Boffins have worked out a way of reading the minds of the humble fruit fly and have made recordings of its brain when it is flying.
Ok the brain recordings of a fruit fly are not ever going to enter the the top ten but the recording was made when it was flying so it does show you how clever the boffins were.
California Institute of Technology researchers led by Professor Michael Dickinson said they used a puff of air to spur tethered fruit flies into flapping their wings while electrodes measured the activity of neurons in the flies' visual system as high-speed digital cameras recorded their behaviour.
Dickinson said that the work suggests at least part of the brain of the fruit fly is in a different and more sensitive state during flight. Maybe a fruit fly has a fear of flying and is just saying ohshitohshitohshit.
Boffins have recorded the neural-cell activity of fruit flies before, but only when the fly was glued down.In this experiment the insect was tied but free to flap its wings.

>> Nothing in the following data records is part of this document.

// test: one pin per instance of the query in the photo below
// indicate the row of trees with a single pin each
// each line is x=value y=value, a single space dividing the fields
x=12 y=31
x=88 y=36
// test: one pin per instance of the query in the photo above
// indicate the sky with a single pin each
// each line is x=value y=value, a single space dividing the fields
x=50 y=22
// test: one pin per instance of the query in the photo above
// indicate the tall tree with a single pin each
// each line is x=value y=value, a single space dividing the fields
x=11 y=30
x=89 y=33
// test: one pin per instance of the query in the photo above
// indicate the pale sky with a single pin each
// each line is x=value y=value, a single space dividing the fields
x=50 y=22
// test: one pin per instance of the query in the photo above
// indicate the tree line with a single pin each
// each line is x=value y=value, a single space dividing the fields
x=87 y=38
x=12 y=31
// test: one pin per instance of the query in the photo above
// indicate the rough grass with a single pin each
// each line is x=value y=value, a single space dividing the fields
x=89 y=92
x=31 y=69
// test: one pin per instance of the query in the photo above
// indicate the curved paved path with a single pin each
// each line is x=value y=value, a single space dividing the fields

According to a paper describing the research appears in the early online edition of the journal Nature Neuroscience, which we get for the spot the brain cell competition, Dickson sliced off a patch of the hard cuticle covering the brain, "we were able to target our electrodes onto genetically marked neurons".
Funny, a bloke I went to school with did that to flies. He was later sectioned under the mental health act. What he should have done was become an MIT boffin.